Review: Made to Order: Robots and Revolution

Made to Order: Robots and Revolution Made to Order: Robots and Revolution by Jonathan Strahan
My rating: 4 of 5 stars

Anthologies can be pretty hit and miss for me. A lot depends on the theme, and even more on the editor selecting stories that properly fit the theme. Jonathan Strahan has won multiple editing awards, and this collection of stories hits the bulls-eye more often than not. There aren't any typical AI rebellions or Terminator-style apocalypses to be found here--like the good editor he is, Strahan has picked stories that go in different directions.

The highlights:

“Test 4 Echo,” Peter Watts. This has Watts’ trademark hard science, a sympathetic central character, and a bleak, depressing ending. The ending is a little more bleak and depressing than usual, even for him.

“Bigger Fish,” Sarah Pinsker. This has a (slightly abrupt) twist ending that is a very literal, very robotic and more than a little frightening–once you think about it–interpretation of Asimov’s First Law.

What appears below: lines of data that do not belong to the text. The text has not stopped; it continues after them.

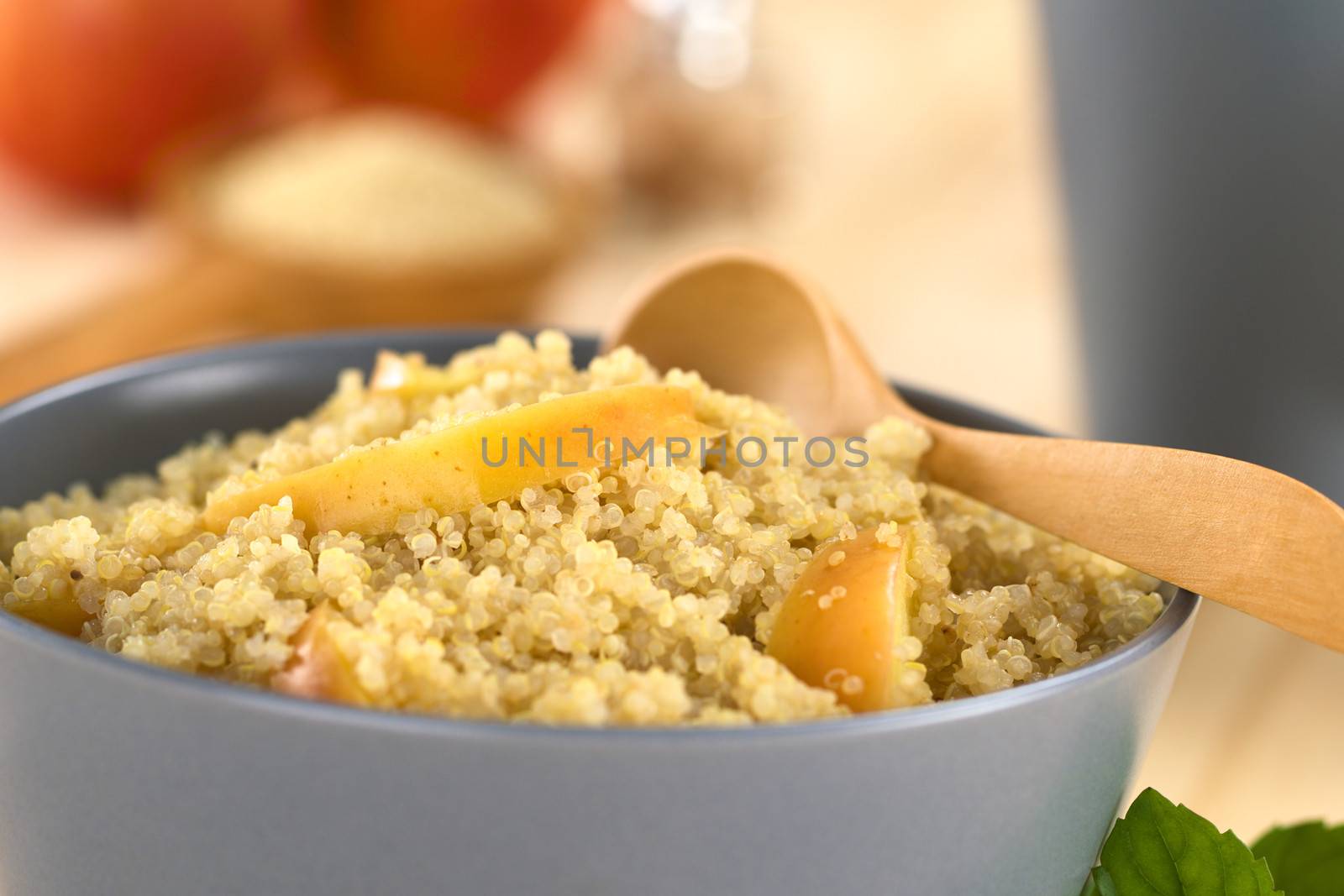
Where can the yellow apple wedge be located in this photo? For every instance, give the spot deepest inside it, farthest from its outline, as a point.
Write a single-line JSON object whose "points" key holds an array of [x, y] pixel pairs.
{"points": [[318, 671], [840, 622], [486, 459], [55, 609], [407, 375]]}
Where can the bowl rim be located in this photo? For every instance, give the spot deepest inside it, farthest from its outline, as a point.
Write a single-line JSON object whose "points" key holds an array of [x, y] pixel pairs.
{"points": [[1179, 611]]}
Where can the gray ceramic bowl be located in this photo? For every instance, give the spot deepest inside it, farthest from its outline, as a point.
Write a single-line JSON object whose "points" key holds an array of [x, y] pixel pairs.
{"points": [[118, 778]]}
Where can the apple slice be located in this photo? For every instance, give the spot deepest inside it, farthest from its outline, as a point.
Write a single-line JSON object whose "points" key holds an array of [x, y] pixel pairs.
{"points": [[318, 671], [480, 461], [840, 622], [407, 376], [55, 609]]}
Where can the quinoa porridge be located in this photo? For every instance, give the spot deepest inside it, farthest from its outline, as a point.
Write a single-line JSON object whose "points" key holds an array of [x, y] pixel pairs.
{"points": [[375, 553]]}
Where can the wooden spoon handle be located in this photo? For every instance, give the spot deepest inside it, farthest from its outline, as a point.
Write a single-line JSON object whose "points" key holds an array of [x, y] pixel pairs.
{"points": [[1238, 533]]}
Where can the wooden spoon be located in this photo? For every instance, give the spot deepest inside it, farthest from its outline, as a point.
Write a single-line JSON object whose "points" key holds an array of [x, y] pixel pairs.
{"points": [[1238, 533]]}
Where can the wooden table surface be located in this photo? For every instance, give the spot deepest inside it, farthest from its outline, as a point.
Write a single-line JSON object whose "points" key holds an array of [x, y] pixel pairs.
{"points": [[925, 201]]}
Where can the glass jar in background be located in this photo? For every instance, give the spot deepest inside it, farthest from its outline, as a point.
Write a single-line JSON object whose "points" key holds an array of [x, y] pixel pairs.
{"points": [[1202, 149]]}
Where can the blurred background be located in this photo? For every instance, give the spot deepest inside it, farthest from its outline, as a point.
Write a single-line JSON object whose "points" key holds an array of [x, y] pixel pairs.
{"points": [[1101, 217]]}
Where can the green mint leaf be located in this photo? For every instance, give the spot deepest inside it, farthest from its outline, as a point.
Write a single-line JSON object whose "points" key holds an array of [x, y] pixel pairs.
{"points": [[1307, 860], [1100, 884], [1163, 849]]}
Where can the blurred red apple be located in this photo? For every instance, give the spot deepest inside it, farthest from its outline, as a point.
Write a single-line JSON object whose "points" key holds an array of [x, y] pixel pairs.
{"points": [[94, 92], [472, 60]]}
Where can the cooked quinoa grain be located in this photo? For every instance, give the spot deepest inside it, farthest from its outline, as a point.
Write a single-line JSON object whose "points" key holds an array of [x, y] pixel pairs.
{"points": [[638, 594]]}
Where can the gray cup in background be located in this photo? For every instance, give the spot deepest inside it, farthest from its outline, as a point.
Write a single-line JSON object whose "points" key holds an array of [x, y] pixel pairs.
{"points": [[1202, 149]]}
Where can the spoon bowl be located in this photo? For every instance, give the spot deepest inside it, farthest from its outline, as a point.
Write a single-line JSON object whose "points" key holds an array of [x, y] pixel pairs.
{"points": [[1236, 532]]}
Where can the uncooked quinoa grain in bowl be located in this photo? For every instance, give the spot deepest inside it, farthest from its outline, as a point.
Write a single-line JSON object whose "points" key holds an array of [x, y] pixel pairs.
{"points": [[511, 537]]}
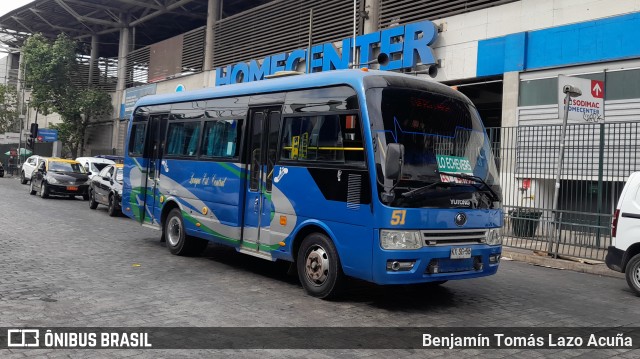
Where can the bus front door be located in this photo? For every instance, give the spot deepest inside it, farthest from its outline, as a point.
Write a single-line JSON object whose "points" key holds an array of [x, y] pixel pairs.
{"points": [[262, 145], [157, 127]]}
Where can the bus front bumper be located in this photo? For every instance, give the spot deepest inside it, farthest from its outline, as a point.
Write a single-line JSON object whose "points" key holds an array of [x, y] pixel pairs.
{"points": [[430, 264]]}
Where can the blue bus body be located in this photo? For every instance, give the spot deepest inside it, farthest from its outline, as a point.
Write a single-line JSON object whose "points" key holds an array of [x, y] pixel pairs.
{"points": [[246, 166]]}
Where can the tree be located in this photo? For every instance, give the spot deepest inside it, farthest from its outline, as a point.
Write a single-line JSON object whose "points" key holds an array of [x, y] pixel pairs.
{"points": [[8, 109], [50, 70]]}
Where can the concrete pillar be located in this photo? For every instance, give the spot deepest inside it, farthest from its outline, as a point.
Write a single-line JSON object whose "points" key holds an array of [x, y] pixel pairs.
{"points": [[123, 52], [511, 185], [94, 59], [213, 14], [372, 7]]}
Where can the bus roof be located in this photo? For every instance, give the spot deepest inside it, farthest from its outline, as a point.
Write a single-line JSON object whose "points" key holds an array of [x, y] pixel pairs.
{"points": [[354, 78]]}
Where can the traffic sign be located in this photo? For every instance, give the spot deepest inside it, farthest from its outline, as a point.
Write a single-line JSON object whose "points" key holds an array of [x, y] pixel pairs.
{"points": [[586, 108]]}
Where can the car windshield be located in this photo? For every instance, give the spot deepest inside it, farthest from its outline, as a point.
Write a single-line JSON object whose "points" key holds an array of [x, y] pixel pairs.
{"points": [[97, 167], [56, 166], [441, 134], [119, 175]]}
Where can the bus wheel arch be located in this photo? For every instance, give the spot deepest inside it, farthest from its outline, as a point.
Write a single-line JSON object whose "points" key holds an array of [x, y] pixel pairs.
{"points": [[318, 263], [168, 206]]}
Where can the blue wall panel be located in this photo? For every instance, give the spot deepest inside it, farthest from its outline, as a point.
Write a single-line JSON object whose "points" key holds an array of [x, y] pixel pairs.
{"points": [[593, 41]]}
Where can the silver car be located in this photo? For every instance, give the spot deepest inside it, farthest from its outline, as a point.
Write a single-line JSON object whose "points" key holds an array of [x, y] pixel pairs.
{"points": [[28, 167]]}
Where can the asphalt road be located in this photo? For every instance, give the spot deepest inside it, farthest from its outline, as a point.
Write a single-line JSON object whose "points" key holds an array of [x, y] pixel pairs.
{"points": [[62, 264]]}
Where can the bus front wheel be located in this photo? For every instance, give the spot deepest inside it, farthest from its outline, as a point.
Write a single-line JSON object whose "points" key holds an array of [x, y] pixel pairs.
{"points": [[319, 268], [176, 237]]}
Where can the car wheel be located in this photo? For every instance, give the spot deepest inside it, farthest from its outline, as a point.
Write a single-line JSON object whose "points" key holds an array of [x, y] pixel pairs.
{"points": [[319, 268], [92, 200], [177, 240], [112, 210], [44, 190], [632, 272]]}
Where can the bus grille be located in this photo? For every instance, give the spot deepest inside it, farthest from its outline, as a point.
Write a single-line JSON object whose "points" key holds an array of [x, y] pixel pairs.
{"points": [[456, 236]]}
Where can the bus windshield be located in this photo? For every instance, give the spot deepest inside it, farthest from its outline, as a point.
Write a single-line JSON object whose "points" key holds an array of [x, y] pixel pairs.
{"points": [[444, 142]]}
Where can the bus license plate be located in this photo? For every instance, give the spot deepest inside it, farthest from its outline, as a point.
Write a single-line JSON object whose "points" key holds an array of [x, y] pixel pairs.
{"points": [[460, 253]]}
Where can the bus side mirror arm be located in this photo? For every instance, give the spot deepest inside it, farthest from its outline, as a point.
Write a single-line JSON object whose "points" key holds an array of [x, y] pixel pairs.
{"points": [[393, 162]]}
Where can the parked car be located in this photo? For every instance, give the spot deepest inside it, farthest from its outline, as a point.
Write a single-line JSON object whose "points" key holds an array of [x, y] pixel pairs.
{"points": [[106, 189], [624, 253], [93, 165], [26, 172], [58, 176]]}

“Dancing With Death,” John Chu. The author is clearly a figure skating fan, which tickled me to no end, combining robots with ice dancing (as well as a minor Chinese god).

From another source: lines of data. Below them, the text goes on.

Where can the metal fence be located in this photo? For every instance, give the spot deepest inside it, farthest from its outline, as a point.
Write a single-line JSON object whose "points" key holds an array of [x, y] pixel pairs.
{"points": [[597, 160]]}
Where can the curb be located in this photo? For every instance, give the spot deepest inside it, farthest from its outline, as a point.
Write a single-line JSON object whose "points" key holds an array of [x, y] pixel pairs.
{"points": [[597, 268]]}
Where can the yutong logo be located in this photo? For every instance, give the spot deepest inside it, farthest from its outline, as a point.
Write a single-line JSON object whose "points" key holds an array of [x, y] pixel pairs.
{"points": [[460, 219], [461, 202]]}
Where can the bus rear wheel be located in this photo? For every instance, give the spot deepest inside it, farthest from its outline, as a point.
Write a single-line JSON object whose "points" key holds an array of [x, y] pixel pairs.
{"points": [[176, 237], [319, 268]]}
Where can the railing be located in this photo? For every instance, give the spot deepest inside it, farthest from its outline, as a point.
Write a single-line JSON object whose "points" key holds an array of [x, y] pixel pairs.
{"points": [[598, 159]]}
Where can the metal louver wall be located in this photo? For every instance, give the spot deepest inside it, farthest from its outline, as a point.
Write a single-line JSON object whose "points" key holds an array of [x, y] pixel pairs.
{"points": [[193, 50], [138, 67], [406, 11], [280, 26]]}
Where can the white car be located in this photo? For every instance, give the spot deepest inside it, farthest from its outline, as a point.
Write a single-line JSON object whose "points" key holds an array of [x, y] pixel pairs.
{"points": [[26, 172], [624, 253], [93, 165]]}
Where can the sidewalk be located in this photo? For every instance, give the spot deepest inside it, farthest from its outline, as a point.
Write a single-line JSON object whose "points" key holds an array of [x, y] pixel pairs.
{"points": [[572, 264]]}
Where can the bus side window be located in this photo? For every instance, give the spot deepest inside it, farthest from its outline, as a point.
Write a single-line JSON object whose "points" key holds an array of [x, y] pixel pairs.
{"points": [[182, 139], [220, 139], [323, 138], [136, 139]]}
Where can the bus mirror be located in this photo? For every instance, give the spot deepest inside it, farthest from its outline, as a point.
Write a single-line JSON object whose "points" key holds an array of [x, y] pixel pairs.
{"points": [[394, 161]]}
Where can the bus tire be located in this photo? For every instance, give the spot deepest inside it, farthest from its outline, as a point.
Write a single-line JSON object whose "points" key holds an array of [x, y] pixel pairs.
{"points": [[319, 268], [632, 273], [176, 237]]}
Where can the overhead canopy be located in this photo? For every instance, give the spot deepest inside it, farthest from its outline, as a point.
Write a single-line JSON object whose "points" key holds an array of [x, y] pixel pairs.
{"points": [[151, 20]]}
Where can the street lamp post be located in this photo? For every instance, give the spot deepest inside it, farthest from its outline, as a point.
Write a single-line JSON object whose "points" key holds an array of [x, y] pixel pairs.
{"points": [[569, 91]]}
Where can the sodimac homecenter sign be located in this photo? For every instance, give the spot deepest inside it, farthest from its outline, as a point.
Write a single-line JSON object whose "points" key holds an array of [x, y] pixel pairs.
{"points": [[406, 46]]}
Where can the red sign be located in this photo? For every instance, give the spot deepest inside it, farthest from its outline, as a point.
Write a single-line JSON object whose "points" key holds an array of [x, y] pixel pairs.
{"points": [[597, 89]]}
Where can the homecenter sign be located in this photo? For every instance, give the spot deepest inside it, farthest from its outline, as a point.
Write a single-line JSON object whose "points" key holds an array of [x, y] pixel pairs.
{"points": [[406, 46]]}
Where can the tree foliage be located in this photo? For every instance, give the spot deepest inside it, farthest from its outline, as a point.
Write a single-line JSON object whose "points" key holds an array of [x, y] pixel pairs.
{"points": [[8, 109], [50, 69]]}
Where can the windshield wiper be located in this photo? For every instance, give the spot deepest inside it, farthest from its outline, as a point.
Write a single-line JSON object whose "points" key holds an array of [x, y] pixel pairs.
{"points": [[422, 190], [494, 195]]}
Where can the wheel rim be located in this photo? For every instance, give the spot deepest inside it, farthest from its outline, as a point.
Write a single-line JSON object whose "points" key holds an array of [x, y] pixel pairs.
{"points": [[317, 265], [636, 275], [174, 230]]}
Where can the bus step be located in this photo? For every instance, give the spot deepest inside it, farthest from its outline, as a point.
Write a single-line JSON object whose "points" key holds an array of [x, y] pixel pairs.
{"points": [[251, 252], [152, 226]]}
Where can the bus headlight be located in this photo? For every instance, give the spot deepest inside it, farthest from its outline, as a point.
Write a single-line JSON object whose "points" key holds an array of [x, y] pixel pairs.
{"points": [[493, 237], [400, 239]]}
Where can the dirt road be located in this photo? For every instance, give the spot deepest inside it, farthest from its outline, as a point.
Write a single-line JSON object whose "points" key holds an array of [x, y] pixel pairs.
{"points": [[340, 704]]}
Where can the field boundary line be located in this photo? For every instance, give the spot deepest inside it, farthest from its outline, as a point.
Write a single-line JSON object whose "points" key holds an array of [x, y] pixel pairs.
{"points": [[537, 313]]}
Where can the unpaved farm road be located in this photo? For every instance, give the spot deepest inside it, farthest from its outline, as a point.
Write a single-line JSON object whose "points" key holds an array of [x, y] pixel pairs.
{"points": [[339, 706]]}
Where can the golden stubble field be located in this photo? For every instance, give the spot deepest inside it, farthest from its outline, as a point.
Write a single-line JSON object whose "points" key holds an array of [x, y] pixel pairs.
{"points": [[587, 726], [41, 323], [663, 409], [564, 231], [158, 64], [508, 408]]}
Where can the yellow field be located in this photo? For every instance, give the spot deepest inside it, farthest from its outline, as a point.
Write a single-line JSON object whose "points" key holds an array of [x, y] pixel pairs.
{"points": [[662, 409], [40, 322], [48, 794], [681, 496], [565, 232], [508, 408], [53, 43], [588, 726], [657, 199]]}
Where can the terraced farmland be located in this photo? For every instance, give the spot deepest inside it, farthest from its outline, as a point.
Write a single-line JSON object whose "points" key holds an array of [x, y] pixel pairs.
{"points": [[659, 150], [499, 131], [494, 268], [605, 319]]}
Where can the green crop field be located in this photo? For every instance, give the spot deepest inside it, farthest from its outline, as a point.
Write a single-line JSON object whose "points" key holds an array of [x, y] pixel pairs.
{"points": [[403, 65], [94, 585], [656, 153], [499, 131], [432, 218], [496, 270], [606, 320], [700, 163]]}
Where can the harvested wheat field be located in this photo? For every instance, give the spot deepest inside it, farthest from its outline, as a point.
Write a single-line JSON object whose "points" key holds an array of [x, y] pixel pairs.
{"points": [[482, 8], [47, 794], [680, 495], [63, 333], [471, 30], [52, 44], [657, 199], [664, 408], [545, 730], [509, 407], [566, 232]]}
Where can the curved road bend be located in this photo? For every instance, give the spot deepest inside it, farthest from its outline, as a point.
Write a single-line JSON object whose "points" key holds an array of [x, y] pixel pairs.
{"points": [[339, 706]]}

“Chiaroscuro in Red,” Suzanne Palmer. One of the longer stories in the book, this is a down to earth, Everyman sort of tale about a college kid whose parents buy him an aging factory robot, and he ends up rescuing said robot.

“A Glossary of Radicalization,” Brooke Bolander. The final story in the book, this has Bolander’s usual gritty setting, themes of social justice, and undercurrents of seething rage.

Even the one or two stories I didn't care for I could see someone else loving. That's the mark of a good anthology. This collection is well-balanced and well-edited, and you should add it to your reading list.